The second line is a bit more complicated. It forces the WebDriver to wait until the auto completion list appears on the page. This is necessary because when you type the name of the city, booking.com makes an AJAX request to the server to get a list of destinations fitting your search request. The WebDriverWait function periodically (each 0.1 sec in our case) checks a certain condition (defined in the lambda function) and returns when this condition becomes true or when the timeout has expired (1 sec in our case).
The third line simply clicks on the first item in the list of proposed destinations.
3. Checking the checkbox
The next line checks the “I don’t have specific dates yet” checkbox to get a list of hotels independent of any dates:
driver.find_element_by_css_selector("#availcheck").click()
4. Clicking the Search button
Finally we need to click the Search button to start the search:
driver.find_element_by_css_selector("#searchbox_btn").submit()
5. Extracting the hotel names
After we have submitted the search request, the WebDriver will wait until the page reloads and then we can extract all the hotel names listed in the search results and print them on the screen:
for link in driver.find_elements_by_css_selector("a.hotel_name_link"):
print(link.text)
Note though that for the purpose of simplicity I didn’t implement moving to the next page of the search results here. You can easily do it by yourself by forcing the WebDriver to click the “Next page” link at the bottom of the page.
How to find web page elements
Probably you have already noticed that to get web page elements to work with, I use the find_element_by_css_selector and find_elements_by_css_selector functions. They receive a CSS selector as a parameter and return a list of elements, a single element or they will throw an exception if nothing is found (it is thrown in case of find_element_by_css_selector only).
You can easily determine the element identifier by looking at web browser’s developer tools:
In Chrome and Firefox you can open this tool set by pressing Ctrl+Shift+I and in Internet Explorer you can get it by hitting F12.
There you are. If you have any questions or suggestions feel free to comment below!
I would also like to offer you a video showing what I was talking about:
5 replies on “A Simple Code that Extracts a Hotel List from Booking.com”
Thank you for good practical post.
Step5 does not seem to be working anymore. No value is returned.
Though, thanks much for this helpful blog!
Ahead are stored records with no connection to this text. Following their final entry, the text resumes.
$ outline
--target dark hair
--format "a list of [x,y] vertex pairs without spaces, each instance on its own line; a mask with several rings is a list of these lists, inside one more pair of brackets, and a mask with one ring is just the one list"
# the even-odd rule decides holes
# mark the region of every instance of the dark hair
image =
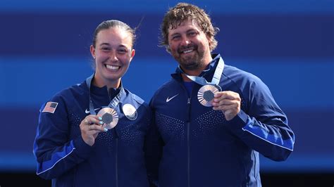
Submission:
[[136,39],[136,34],[135,31],[134,29],[131,28],[127,24],[116,20],[106,20],[100,23],[97,27],[95,29],[93,34],[93,41],[92,45],[95,48],[95,45],[97,43],[97,36],[99,32],[103,30],[108,30],[109,28],[118,27],[119,28],[123,29],[125,31],[128,31],[132,39],[132,48],[133,48],[135,45],[135,41]]
[[163,17],[163,22],[160,27],[161,35],[160,39],[160,46],[165,46],[167,51],[171,52],[168,46],[168,29],[175,29],[183,21],[188,19],[197,21],[198,25],[205,34],[210,39],[209,47],[212,51],[217,46],[218,41],[214,36],[219,31],[218,27],[214,27],[210,17],[205,11],[197,6],[179,3],[175,6],[169,8]]

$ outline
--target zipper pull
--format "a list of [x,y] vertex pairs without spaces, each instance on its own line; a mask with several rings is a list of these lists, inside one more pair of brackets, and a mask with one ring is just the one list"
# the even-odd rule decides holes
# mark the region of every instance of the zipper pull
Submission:
[[118,134],[117,134],[116,129],[115,127],[113,128],[113,131],[115,132],[115,137],[118,138]]

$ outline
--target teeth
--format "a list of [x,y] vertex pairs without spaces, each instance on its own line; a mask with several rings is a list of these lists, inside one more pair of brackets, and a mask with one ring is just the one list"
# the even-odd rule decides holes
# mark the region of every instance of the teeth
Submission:
[[192,52],[192,51],[193,51],[192,49],[189,49],[189,50],[183,51],[183,53],[189,53]]
[[106,68],[112,70],[117,70],[120,68],[119,66],[111,65],[106,65]]

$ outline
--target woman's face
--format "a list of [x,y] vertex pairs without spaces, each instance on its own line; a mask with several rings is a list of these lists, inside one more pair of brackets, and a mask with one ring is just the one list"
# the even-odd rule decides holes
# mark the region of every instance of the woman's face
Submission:
[[101,30],[97,35],[95,47],[90,46],[95,59],[94,81],[97,86],[118,87],[135,56],[130,34],[115,27]]

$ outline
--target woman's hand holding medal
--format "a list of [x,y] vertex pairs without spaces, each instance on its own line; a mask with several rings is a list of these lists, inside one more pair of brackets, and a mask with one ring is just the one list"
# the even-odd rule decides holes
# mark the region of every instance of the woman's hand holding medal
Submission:
[[101,117],[89,115],[85,117],[80,124],[82,139],[90,146],[95,143],[95,138],[99,133],[108,131],[104,127],[104,122],[101,120]]

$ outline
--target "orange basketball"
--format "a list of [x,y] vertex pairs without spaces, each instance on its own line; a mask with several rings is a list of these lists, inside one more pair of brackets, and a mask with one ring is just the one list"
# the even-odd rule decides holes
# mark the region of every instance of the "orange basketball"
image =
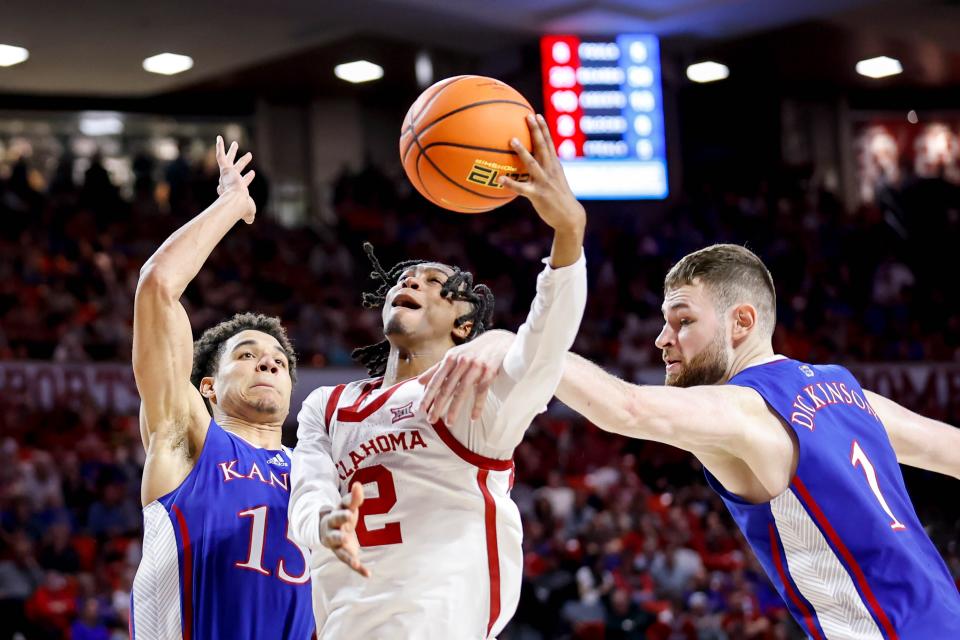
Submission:
[[455,76],[420,94],[400,130],[400,160],[423,197],[445,209],[482,213],[516,197],[497,183],[502,175],[527,180],[510,148],[531,148],[525,118],[530,103],[493,78]]

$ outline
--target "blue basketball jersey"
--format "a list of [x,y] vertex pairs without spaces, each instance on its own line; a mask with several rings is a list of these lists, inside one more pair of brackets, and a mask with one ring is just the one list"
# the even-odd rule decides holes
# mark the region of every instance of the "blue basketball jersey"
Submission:
[[290,456],[210,421],[183,483],[143,510],[135,640],[308,640],[307,551],[287,536]]
[[817,640],[960,638],[960,594],[850,372],[782,359],[730,384],[756,390],[799,443],[790,487],[770,502],[707,480],[803,630]]

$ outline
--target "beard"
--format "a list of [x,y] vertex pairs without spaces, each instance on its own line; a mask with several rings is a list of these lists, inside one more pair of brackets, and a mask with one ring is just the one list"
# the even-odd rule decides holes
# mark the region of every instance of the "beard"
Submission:
[[257,413],[273,414],[280,411],[280,403],[269,398],[258,398],[248,403]]
[[387,324],[383,327],[384,336],[398,336],[402,337],[410,333],[410,331],[403,326],[403,320],[398,318],[395,315],[391,315],[387,320]]
[[664,384],[669,387],[696,387],[716,384],[723,380],[730,365],[722,331],[717,331],[713,341],[703,351],[683,365],[680,373],[668,373]]

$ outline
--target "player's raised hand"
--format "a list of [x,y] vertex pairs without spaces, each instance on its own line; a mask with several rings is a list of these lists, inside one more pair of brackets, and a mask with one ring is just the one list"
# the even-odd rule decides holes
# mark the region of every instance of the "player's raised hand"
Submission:
[[501,329],[487,331],[470,342],[453,347],[443,359],[418,378],[427,386],[420,407],[434,423],[443,419],[453,424],[460,416],[467,398],[474,393],[470,419],[483,413],[490,385],[516,336]]
[[340,508],[320,519],[320,542],[333,551],[341,562],[362,575],[370,577],[370,570],[360,562],[360,541],[357,540],[357,519],[363,504],[363,485],[357,482],[350,494],[343,497]]
[[243,221],[247,224],[253,223],[257,215],[257,205],[250,197],[249,186],[253,182],[256,171],[250,170],[246,174],[243,170],[247,168],[250,161],[253,160],[253,154],[247,153],[237,160],[237,150],[239,147],[234,142],[230,149],[224,151],[223,137],[217,136],[217,165],[220,167],[220,182],[217,184],[217,195],[222,196],[225,193],[235,191],[247,197],[247,212],[243,216]]
[[543,221],[557,231],[575,231],[582,234],[587,223],[587,214],[567,184],[567,177],[550,138],[547,121],[540,115],[528,115],[527,126],[533,141],[533,154],[516,138],[510,141],[510,146],[526,165],[530,181],[518,182],[503,176],[500,184],[529,199]]

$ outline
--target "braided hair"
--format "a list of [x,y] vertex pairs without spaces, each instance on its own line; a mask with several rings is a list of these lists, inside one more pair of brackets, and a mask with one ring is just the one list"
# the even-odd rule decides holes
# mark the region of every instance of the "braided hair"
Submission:
[[[364,242],[363,251],[373,265],[370,278],[380,281],[380,286],[375,292],[364,292],[363,306],[366,309],[377,309],[383,306],[387,299],[387,292],[390,291],[390,288],[393,287],[404,271],[410,267],[432,262],[430,260],[406,260],[398,262],[388,271],[380,265],[380,261],[374,255],[372,244]],[[453,274],[443,283],[440,295],[450,300],[469,302],[473,307],[469,313],[458,317],[453,323],[454,327],[459,327],[465,322],[473,323],[466,338],[458,340],[454,337],[454,342],[457,344],[469,342],[493,325],[493,292],[485,284],[474,285],[473,274],[469,271],[463,271],[460,267],[445,266],[449,266],[453,270]],[[382,340],[376,344],[354,349],[350,357],[366,367],[371,376],[382,376],[387,370],[387,360],[390,357],[390,341]]]

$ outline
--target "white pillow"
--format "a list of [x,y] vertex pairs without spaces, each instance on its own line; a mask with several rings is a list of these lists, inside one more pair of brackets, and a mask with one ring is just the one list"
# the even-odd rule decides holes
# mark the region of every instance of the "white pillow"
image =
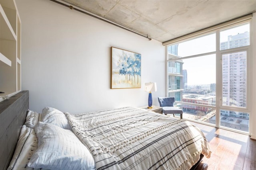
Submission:
[[33,129],[23,125],[20,130],[16,149],[8,170],[26,168],[33,152],[37,148],[37,138]]
[[29,167],[50,170],[95,169],[90,151],[72,131],[41,122],[35,130],[38,146],[28,162]]
[[66,115],[54,108],[47,107],[43,109],[41,121],[53,124],[63,129],[72,130]]
[[28,110],[26,121],[24,123],[27,127],[34,128],[39,121],[41,121],[41,114],[36,111]]

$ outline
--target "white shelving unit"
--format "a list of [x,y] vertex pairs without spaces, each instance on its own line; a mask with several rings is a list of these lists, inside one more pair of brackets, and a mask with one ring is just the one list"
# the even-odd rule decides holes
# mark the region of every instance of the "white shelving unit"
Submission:
[[21,86],[21,22],[15,0],[0,0],[0,102]]

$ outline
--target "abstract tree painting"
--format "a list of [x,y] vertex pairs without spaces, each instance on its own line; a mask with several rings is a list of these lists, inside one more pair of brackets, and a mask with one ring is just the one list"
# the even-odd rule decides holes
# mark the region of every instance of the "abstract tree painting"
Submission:
[[111,88],[140,88],[141,55],[111,47]]

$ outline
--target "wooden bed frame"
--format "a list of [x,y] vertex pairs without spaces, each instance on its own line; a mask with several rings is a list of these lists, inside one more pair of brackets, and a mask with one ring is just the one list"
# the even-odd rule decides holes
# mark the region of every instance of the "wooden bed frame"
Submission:
[[0,170],[6,170],[16,147],[28,109],[28,91],[0,102]]

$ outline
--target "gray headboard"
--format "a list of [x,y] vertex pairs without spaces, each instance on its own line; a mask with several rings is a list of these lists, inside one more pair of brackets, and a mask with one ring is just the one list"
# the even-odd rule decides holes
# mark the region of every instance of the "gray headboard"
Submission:
[[28,91],[23,91],[0,102],[0,170],[12,157],[28,109]]

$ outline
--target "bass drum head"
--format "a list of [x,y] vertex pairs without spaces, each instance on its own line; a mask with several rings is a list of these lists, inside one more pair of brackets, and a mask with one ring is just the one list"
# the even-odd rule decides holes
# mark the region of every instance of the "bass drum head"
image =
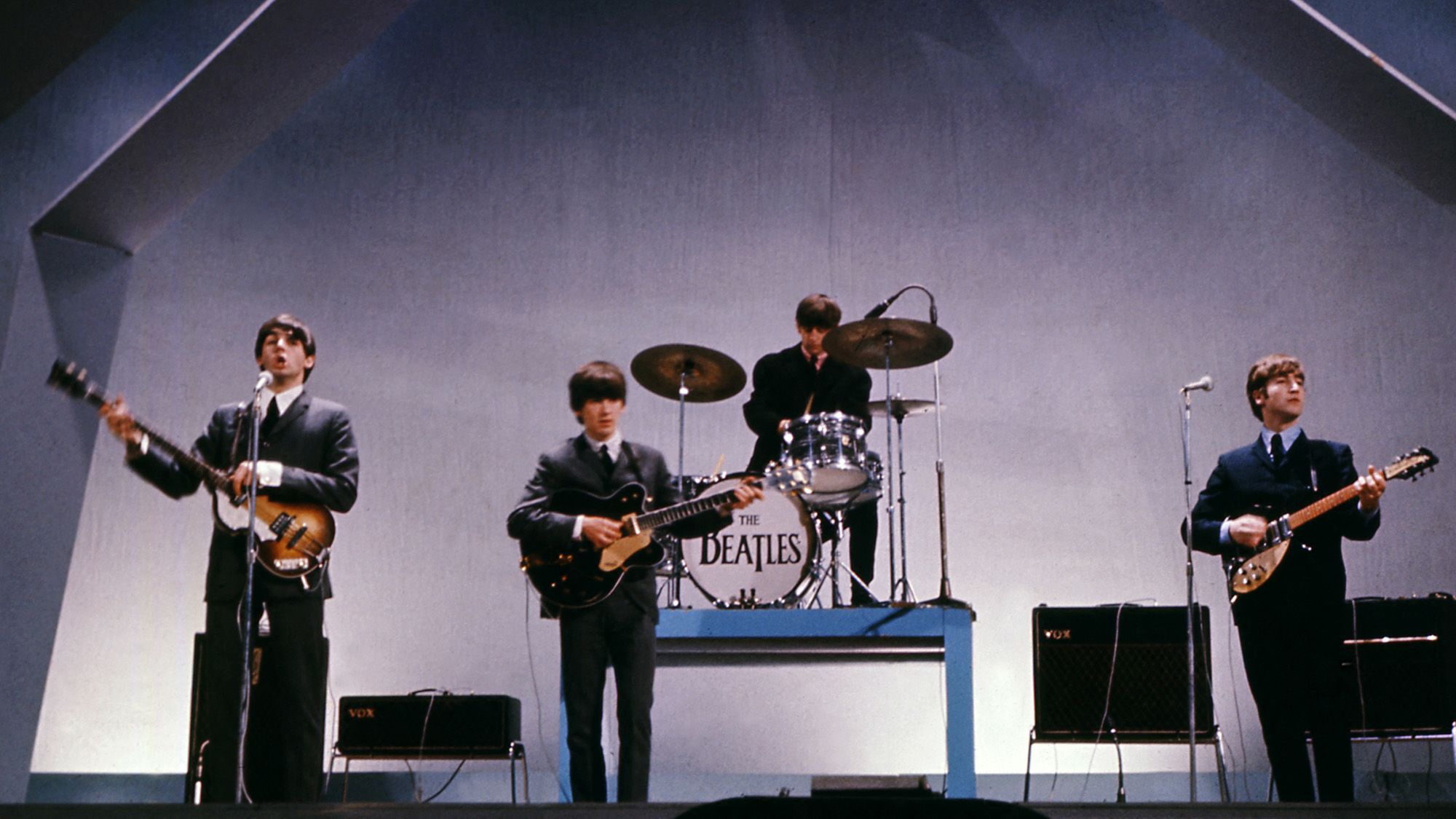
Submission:
[[[731,493],[744,472],[727,475],[699,497]],[[732,513],[732,523],[683,541],[687,577],[721,609],[794,606],[818,563],[814,522],[795,495],[773,490]]]

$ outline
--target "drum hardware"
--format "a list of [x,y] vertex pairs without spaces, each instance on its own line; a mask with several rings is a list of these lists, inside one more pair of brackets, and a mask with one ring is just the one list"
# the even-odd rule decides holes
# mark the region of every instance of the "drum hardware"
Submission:
[[[843,593],[840,592],[840,587],[839,587],[839,570],[840,568],[844,570],[844,574],[849,574],[850,589],[853,589],[853,584],[858,583],[859,587],[863,589],[865,595],[868,595],[871,600],[874,600],[877,605],[881,602],[879,597],[877,597],[875,593],[869,590],[869,584],[865,583],[863,579],[860,579],[858,574],[855,574],[855,570],[852,567],[846,565],[844,560],[840,557],[839,546],[840,546],[840,542],[844,539],[844,512],[849,507],[850,507],[850,504],[843,504],[843,506],[840,506],[837,509],[815,509],[812,512],[814,530],[818,532],[820,542],[823,544],[823,541],[826,541],[826,539],[830,542],[830,548],[828,548],[828,552],[827,552],[828,568],[824,570],[824,568],[820,568],[818,565],[815,565],[817,571],[815,571],[815,577],[814,577],[812,590],[810,590],[808,593],[805,593],[804,599],[815,599],[817,600],[818,599],[818,593],[820,593],[820,590],[821,590],[821,587],[824,584],[824,580],[828,580],[828,584],[830,584],[830,606],[833,606],[836,609],[840,609],[840,608],[846,606]],[[823,552],[823,549],[820,549],[820,551]]]
[[[686,459],[687,402],[711,404],[738,395],[748,383],[748,375],[732,357],[696,344],[658,344],[632,358],[632,377],[644,389],[662,398],[677,399],[677,494],[684,494],[683,462]],[[668,574],[667,608],[683,606],[681,548],[670,549],[673,571]]]
[[[856,364],[860,367],[878,367],[885,369],[885,402],[884,415],[894,415],[894,396],[890,392],[890,370],[919,367],[922,364],[933,364],[933,382],[935,395],[932,396],[932,407],[935,410],[935,478],[936,478],[936,497],[939,501],[939,523],[941,523],[941,593],[933,600],[926,600],[925,605],[929,606],[946,606],[946,608],[964,608],[968,609],[970,605],[957,600],[951,596],[951,570],[949,570],[949,551],[946,544],[946,514],[945,514],[945,459],[943,459],[943,433],[941,427],[941,358],[943,358],[955,341],[951,334],[939,326],[939,315],[935,306],[935,294],[920,284],[909,284],[901,287],[894,296],[885,300],[888,306],[900,297],[901,293],[907,290],[920,290],[930,299],[930,321],[916,321],[916,319],[900,319],[900,318],[865,318],[856,322],[840,325],[830,331],[824,337],[824,350],[840,361]],[[884,310],[871,310],[871,316],[877,316]],[[909,414],[909,412],[907,412]],[[890,427],[885,427],[885,471],[894,474],[895,458],[903,458],[903,452],[895,452],[894,437],[890,433]],[[903,475],[903,465],[901,465]],[[894,500],[894,482],[888,481],[885,493],[887,504],[885,513],[890,517],[890,555],[891,555],[891,570],[894,567],[894,536],[895,536],[895,500]],[[901,514],[901,523],[904,516]],[[900,600],[910,602],[913,590],[910,589],[910,580],[906,576],[906,544],[904,536],[900,538],[900,577],[895,580],[900,584]],[[895,599],[895,587],[891,586],[891,600]]]

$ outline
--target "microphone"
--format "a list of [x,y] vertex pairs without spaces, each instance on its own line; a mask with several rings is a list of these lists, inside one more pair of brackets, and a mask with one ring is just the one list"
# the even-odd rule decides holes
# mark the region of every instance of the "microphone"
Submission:
[[[901,290],[900,293],[904,293],[904,290]],[[879,316],[885,315],[885,310],[890,309],[890,305],[895,303],[895,299],[900,297],[900,293],[895,293],[894,296],[891,296],[891,297],[885,299],[884,302],[875,305],[868,313],[865,313],[865,318],[866,319],[878,319]]]
[[1188,393],[1188,392],[1197,392],[1200,389],[1204,392],[1213,392],[1213,376],[1203,376],[1201,379],[1192,383],[1185,383],[1178,392]]

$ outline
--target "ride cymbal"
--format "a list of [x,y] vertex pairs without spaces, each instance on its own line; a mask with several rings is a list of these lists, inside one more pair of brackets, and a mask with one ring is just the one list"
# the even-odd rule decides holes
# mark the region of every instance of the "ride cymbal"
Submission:
[[916,319],[860,319],[840,325],[824,337],[830,357],[868,370],[919,367],[939,361],[955,341],[939,325]]
[[696,344],[658,344],[632,358],[632,377],[644,389],[677,401],[680,386],[690,404],[711,404],[732,398],[748,383],[732,357]]

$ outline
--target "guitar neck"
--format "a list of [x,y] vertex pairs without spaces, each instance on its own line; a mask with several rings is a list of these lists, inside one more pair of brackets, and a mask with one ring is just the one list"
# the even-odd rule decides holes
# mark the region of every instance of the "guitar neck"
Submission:
[[639,529],[657,529],[658,526],[667,526],[668,523],[677,523],[678,520],[687,520],[695,514],[702,514],[711,509],[716,509],[719,504],[728,501],[732,495],[729,493],[700,497],[696,500],[683,501],[667,509],[658,509],[657,512],[648,512],[636,516],[636,525]]
[[[98,408],[111,401],[100,389],[90,385],[87,385],[86,392],[77,395],[77,398]],[[201,478],[202,482],[207,484],[207,488],[215,491],[227,485],[227,474],[221,469],[217,469],[197,455],[192,455],[192,450],[182,449],[176,443],[172,443],[172,440],[157,433],[150,424],[146,424],[140,418],[134,418],[132,423],[150,439],[147,442],[149,447],[154,446],[170,455],[172,459],[181,463],[183,469]]]
[[[1385,477],[1385,478],[1389,478],[1389,475],[1386,472],[1388,472],[1386,469],[1380,469],[1380,475]],[[1338,493],[1328,494],[1328,495],[1316,500],[1315,503],[1306,506],[1305,509],[1291,513],[1289,516],[1289,526],[1290,526],[1290,529],[1299,529],[1305,523],[1309,523],[1310,520],[1313,520],[1313,519],[1319,517],[1321,514],[1324,514],[1324,513],[1335,509],[1337,506],[1342,506],[1342,504],[1350,503],[1358,494],[1360,494],[1360,490],[1357,490],[1354,484],[1350,484],[1348,487],[1340,490]]]

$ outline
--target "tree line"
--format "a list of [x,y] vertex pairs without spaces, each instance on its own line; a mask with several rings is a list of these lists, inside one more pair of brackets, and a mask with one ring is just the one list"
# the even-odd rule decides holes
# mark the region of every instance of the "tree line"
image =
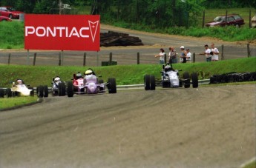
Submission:
[[210,8],[256,8],[256,0],[0,0],[26,13],[49,14],[59,3],[89,6],[91,14],[101,15],[102,22],[122,21],[158,28],[197,25],[202,11]]

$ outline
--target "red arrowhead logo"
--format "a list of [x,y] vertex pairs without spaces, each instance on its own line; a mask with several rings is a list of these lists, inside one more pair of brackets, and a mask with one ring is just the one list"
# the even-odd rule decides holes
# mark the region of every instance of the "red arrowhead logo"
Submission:
[[88,22],[89,22],[89,27],[90,27],[90,31],[91,31],[92,40],[93,40],[93,42],[94,42],[96,33],[97,32],[97,30],[98,30],[99,21],[96,21],[95,22],[88,21]]

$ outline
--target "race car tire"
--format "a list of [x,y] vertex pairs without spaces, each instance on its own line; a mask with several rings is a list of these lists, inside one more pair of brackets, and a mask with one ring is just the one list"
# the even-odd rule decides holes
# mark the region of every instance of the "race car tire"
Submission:
[[3,89],[0,89],[0,98],[4,98],[4,92]]
[[39,98],[44,97],[44,87],[43,86],[38,86],[36,87],[36,94]]
[[29,90],[32,90],[30,91],[30,95],[31,95],[31,96],[34,96],[34,94],[35,94],[35,93],[34,93],[34,88],[33,88],[32,87],[29,87],[28,89],[29,89]]
[[150,90],[150,75],[144,75],[144,88],[145,90]]
[[13,95],[13,93],[12,90],[10,90],[10,88],[7,88],[6,90],[6,97],[7,98],[11,98]]
[[59,95],[64,96],[66,95],[66,86],[65,83],[59,83]]
[[48,87],[47,85],[43,86],[44,88],[44,97],[47,98],[49,95]]
[[154,75],[150,75],[150,90],[156,90],[156,80]]
[[197,73],[193,73],[191,74],[192,78],[192,87],[193,88],[197,88],[198,87],[198,75]]
[[190,77],[189,77],[189,73],[188,72],[185,72],[183,73],[183,79],[184,79],[184,87],[185,88],[190,87]]
[[179,81],[179,87],[183,87],[183,82],[182,81]]
[[72,81],[68,82],[67,95],[68,95],[68,97],[73,97],[73,87]]
[[116,93],[116,78],[110,78],[108,79],[108,93]]

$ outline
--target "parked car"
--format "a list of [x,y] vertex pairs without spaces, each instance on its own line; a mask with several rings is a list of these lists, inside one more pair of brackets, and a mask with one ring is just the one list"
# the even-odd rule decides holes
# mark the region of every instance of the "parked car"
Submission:
[[213,21],[208,22],[205,25],[206,27],[216,27],[216,26],[236,26],[240,27],[244,24],[243,19],[238,14],[231,14],[226,16],[217,16]]
[[0,21],[12,21],[12,19],[8,17],[0,16]]
[[19,19],[19,14],[24,13],[17,11],[12,7],[0,7],[0,15],[1,16],[8,17],[10,19]]

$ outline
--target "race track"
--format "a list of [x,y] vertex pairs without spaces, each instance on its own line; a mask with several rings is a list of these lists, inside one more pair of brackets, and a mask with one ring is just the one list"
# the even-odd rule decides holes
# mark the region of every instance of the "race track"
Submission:
[[239,167],[255,85],[49,97],[0,112],[0,167]]

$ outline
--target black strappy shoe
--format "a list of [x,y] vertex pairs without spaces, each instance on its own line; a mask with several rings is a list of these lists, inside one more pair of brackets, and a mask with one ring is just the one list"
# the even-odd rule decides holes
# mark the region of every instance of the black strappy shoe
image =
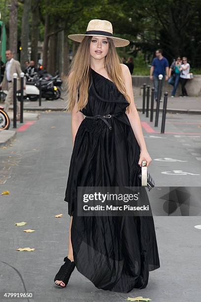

Hi Amy. Just checked. It still works fine for me.
Hi Michael
What I meant was that your codes take me to this error page
http://www.booking.com/searchresults.html?src=index&nflt=&ss_raw=&error_url=http%3A%2F%2Fwww.booking.com%2Findex.en-us.html%3Fsid%3Df9c15aa06893bfe29342e0f8e25779af%3Bdcid%3D1%3B&dcid=1&sid=f9c15aa06893bfe29342e0f8e25779af&si=ai%2Cco%2Cci%2Cre%2Cdi&ss=Berlin&checkin_monthday=0&checkin_year_month=0&checkout_monthday=0&checkout_year_month=0&idf=on&interval_of_time=any&sb_predefined_group_options_value=2&no_rooms=1&group_adults=2&group_children=0
Amy, I don’t see any error on this page. Usually this page is shown if you didn’t click an item on step #2.